Circle’s key points 

Encouraging competition ensures that consumers can choose the financial services most suited to their needs. 

  • Public blockchains can disaggregate the vertical integration of products and promote competition. For example, users of Circle’s digital currencies don’t rely on wallet access or network validation services provided by Circle. They can seamlessly switch between services competing at every layer of the stack. Compared to closed payments networks, public blockchains are inherently open, interoperable, and highly competitive. 

Public guidance on what it means for a firm to act in the best interest of its customers is helpful and should be based on a rigorous and clearly defined taxonomy of services and assets.

  • For example, a brokerage activity introduces a different set of risks and incentives compared to custody of assets. Any industry guidance should take the different asset types, activities, risks and incentives into account.

Firms offering novel financial products should be incentivized to engage with supervisory authorities before a formal application.
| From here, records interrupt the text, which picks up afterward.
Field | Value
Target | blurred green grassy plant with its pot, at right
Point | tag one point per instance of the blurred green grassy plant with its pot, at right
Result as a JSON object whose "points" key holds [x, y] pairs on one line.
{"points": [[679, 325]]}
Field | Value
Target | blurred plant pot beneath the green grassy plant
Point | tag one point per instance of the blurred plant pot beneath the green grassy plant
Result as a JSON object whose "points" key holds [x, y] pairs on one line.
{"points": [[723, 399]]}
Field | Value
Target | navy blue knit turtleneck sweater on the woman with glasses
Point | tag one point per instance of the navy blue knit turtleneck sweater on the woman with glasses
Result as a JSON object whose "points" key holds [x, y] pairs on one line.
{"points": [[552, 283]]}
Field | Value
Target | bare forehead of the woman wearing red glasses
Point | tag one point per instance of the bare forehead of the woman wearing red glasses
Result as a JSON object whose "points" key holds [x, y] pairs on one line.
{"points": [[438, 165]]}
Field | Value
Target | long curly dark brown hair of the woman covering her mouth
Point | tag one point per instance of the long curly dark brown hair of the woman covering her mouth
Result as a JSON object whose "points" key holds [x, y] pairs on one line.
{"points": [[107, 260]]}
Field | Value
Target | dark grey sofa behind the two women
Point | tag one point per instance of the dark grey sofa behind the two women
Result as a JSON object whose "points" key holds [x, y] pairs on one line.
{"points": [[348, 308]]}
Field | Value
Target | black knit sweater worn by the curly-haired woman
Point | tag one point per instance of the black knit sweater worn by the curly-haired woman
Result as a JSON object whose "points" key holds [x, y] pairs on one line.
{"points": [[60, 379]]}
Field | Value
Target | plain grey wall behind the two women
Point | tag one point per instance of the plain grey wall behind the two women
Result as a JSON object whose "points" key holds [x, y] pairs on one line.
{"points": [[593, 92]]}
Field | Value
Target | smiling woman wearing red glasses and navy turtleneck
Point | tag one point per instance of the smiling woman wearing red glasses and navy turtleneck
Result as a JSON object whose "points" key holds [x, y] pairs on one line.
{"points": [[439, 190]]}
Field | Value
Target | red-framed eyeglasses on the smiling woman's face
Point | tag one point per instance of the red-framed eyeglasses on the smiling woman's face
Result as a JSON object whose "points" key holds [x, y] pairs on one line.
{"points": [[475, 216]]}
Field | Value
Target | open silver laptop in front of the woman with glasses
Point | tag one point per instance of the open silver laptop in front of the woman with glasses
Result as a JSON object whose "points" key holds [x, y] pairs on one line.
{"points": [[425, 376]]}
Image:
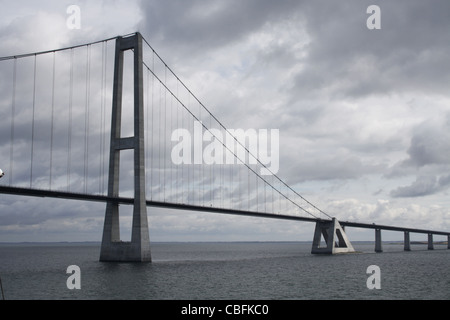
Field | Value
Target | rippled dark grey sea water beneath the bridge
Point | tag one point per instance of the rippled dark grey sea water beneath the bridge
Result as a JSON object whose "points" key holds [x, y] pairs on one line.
{"points": [[228, 271]]}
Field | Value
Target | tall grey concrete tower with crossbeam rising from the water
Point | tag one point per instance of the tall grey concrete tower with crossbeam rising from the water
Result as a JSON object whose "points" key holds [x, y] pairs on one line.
{"points": [[112, 248]]}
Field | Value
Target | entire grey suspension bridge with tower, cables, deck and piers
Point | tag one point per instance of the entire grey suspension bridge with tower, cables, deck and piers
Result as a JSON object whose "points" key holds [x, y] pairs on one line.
{"points": [[64, 141]]}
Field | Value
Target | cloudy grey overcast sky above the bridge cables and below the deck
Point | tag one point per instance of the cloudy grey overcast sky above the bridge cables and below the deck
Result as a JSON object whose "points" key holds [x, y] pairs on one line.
{"points": [[363, 115]]}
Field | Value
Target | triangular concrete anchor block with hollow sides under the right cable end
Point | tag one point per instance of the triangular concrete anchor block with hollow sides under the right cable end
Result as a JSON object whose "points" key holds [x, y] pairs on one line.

  • Productive exchange between regulators and potentially-supervised entities should be strongly encouraged. For this reason, the enhancements that the Central Bank of Ireland has proposed to its Innovation Hub will be a vital and important component to provide regulators insight into these new products and services, and to allow innovations that can benefit consumer choice to take hold. For digital assets innovation, the Central Bank should consider an approach that includes a “regulatory sandbox” where digital assets firms can work with regulatory and supervisory authorities to test novel technologies and approaches with industry.

The inherent features of public blockchains will benefit consumer privacy while offering new, improved capabilities in the fight against illicit finance.

  • Blockchain-based payment systems have the potential to disaggregate the proprietary and closed-loop stores of data that are accumulated by financial services providers and big tech companies that can pose risks to the privacy and security of consumers. Emerging blockchain technologies such as zero-knowledge proofs have the potential to protect individual privacy while enhancing compliance with financial regulations (AML/KYC).

The transparency of public blockchains will result in improved financial literacy and consumer protection.

  • Financial services that rely on public blockchains can be safer than traditional financial services because data about the services are open and publicly examinable by default. This allows members of the public, commercial firms, and regulators to examine financial activity and proactively identify warning signs or wrongdoing. In several instances, Blockchain sleuths have already been essential for identifying recent, alleged criminal activity.

Financial regulators should take a more active role in informing consumers about market abuse/anomalies by tracking and analyzing analyzing blockchain transaction data in real-time.

  • In line with the concept of “embedded supervision”, first coined by Raphael Auer from the BIS or a recent research paper on Decentralised Finance (DeFi) commissioned by the EU Commission, we agree that regulators should further examine the possibilities of issuing public opinions on projects and market activity in real-time.